Cytoreductive surgery as described by Griffiths has been the prevailing paradigm in treating ovarian cancer,1 including in the era of platinum, taxanes, and precision medicine.2 Despite this radical approach, advanced ovarian cancer has poor survival,3 and its treatments have been associated with significant morbidity including physical as well as psycho-emotional impairment.4–7

The use of neoadjuvant chemotherapy followed by interval surgical cytoreduction and adjuvant chemotherapy has become an option for some women with advanced ovarian cancer, offering comparable survival8–11 and decreased morbidity9–13 compared with upfront cytoreductive surgery. Preliminary studies have laid the groundwork on the feasibility of minimally invasive interval cytoreductive surgery in selected patients after neoadjuvant chemotherapy.14–20 Since the Food and Drug Administration’s approval of the da Vinci Surgical System for gynecologic procedures in 2005, it has rapidly integrated into the treatment of uterine cancer and, like laparoscopy, has resulted in reduced operative blood loss, lower incidence of post-operative complications, and faster recovery.21 22

In view of the decreased tumor burden observed in some patients after neoadjuvant chemotherapy, with minimal or no visible residual disease at the time of interval cytoreduction by laparotomy, the objective of the current study was to evaluate how the addition of robotics as a surgical option for selected patients impacted the outcomes of patients who underwent interval cytoreductive surgery for advanced ovarian cancer.

Methods

From January 2006 to November 2008, all patients who were offered interval cytoreductive surgery for ovarian cancer underwent abdominal surgery via laparotomy. Starting in November 2008, the use of robotic-assisted surgery was offered to selected patients. To evaluate the impact of incorporating robotics into the surgical management of ovarian cancer, all patients who were operated in the period from November 2008 to 2014 (ie, via either laparotomy or robotic surgery) after receiving neoadjuvant chemotherapy for advanced stage disease (stage III–IV) were compared with all consecutive patients who were operated by laparotomy after neoadjuvant chemotherapy between January 2006 and November 2008 (see online supplementary appendix I).

Supplementary data

During this latter period, the decision to proceed with robotic surgery rather than laparotomy was made by the gynecologic oncology tumor board following an initial assessment of whether complete cytoreduction could be expected by the robotics approach, including a clinical evaluation and review of CT images prior to and after administration of neoadjuvant chemotherapy with an expert radiologist in abdominal imaging. During this pilot period no absolute criteria were defined, and a conservative approach was taken favoring laparotomy in suspected complex surgical cases, especially requiring bowel resection, leading to a selection of patients with the highest likelihood of successful cytoreduction in the robotics cohort. Complete cytoreduction was defined as no visible residual disease. Details on the robotic procedure are described in online supplementary appendix II.

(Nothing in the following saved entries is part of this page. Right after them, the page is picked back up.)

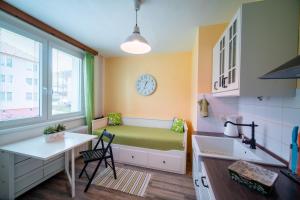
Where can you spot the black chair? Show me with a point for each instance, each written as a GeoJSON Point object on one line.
{"type": "Point", "coordinates": [99, 154]}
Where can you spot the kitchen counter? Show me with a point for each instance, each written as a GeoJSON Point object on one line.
{"type": "Point", "coordinates": [226, 189]}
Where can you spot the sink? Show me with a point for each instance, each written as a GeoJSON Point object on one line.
{"type": "Point", "coordinates": [232, 149]}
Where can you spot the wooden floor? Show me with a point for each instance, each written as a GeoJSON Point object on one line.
{"type": "Point", "coordinates": [162, 186]}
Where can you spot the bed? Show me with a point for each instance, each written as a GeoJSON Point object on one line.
{"type": "Point", "coordinates": [146, 142]}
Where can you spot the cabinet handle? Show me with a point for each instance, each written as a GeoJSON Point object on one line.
{"type": "Point", "coordinates": [224, 82]}
{"type": "Point", "coordinates": [196, 182]}
{"type": "Point", "coordinates": [215, 83]}
{"type": "Point", "coordinates": [202, 180]}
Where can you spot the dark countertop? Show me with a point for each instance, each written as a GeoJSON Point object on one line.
{"type": "Point", "coordinates": [226, 189]}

Patients were evaluated after 1 week for routine post-operative care and to plan for adjuvant chemotherapy. Following the end of adjuvant treatment, patients in remission were followed every 4 months for 2 years, then every 6 months up to 5 years, and yearly thereafter. Physical examination and standard blood tests including cancer antigen 125 (CA125) were ordered routinely, and imaging studies were performed only if indicated either by clinical symptoms or by increasing CA125 levels.

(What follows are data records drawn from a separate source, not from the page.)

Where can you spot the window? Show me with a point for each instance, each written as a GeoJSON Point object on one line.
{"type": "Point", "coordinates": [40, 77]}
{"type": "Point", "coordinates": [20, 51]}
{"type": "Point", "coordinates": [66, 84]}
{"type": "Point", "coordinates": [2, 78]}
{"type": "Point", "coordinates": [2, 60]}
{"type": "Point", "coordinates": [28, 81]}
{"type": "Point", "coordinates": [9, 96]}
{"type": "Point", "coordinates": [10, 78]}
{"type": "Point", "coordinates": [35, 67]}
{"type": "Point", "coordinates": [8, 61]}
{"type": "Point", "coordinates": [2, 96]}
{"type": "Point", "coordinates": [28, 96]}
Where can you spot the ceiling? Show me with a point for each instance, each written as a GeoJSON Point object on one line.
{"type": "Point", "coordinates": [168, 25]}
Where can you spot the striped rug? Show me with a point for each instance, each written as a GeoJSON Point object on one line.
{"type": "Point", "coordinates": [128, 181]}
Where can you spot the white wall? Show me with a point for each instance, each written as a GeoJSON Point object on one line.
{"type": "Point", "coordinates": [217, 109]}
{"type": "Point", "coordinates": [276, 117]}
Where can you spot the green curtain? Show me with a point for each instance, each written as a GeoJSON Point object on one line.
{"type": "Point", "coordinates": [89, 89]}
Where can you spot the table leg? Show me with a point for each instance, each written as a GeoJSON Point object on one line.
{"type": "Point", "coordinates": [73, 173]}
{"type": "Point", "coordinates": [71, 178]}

The inclusion criteria included an interval cytoreductive surgery by laparotomy or robotic assistance for stage III–IV non-mucinous epithelial ovarian, fallopian tube, or primary peritoneal cancer. Exclusion criteria included patients treated concurrently for a non-gynecologic cancer, as well as secondary cytoreduction surgeries or diagnostic surgeries without an attempt at cytoreduction. This study was approved by the hospital’s Institutional Review Board (approval # CODIM-MBM-CR18-07).

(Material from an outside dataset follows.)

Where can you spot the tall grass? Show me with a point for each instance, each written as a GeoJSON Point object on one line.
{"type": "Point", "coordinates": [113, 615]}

Statistical tests were performed using Fisher’s exact test for categorical variables, the Wilcoxon rank sum test for continuous variables, and exact logistic regression for odds ratios (presented as OR±SE). Time-to-event outcomes such as survival and progression-free survival were analyzed using Kaplan–Meier curves, and the log-rank test for statistical significance. Cox proportional hazard models were used to control for stage (III, IV) and age, with hazard ratios presented as HR±SE. To use the most reproducible time criteria to compare between periods, overall survival was measured from the date of first neoadjuvant chemotherapy treatment to the date of last follow-up or death. Progression-free survival was measured from the date of first treatment to the date of recurrence, death, or last follow-up. Patients who progressed without a disease-free interval were estimated to recur on the day of their last treatment. Recurrences were diagnosed on imaging or physical examination. As part of a sensitivity analysis, the progression-free survival analysis was repeated using the date that patients began or were offered second-line therapy as the date of recurrence. Survival time is presented as median survival ±SE. Statistical analyses were performed using Stata 13.0 (StataCorp). A two-sided significance level of p<0.05 was used throughout the study.

Results

A total of 91 patients were selected to undergo interval cytoreduction either via robotic surgery (n=57) or laparotomy (n=34) after the administration of neoadjuvant chemotherapy. Surgical outcomes as well as the pattern of recurrence were examined for all patients who underwent interval cytoreduction (n=34 via laparotomy and n=57 via robotics) since the first robotic surgery for ovarian cancer in November 2008. These were compared with a historical cohort of patients in the immediately preceding period who underwent interval surgery by laparotomy (n=22) (online supplementary appendix I). Chemotherapy regimens during both periods were similar and consisted of platinum and taxanes, and no patients were treated with bevacizumab in the first-line setting.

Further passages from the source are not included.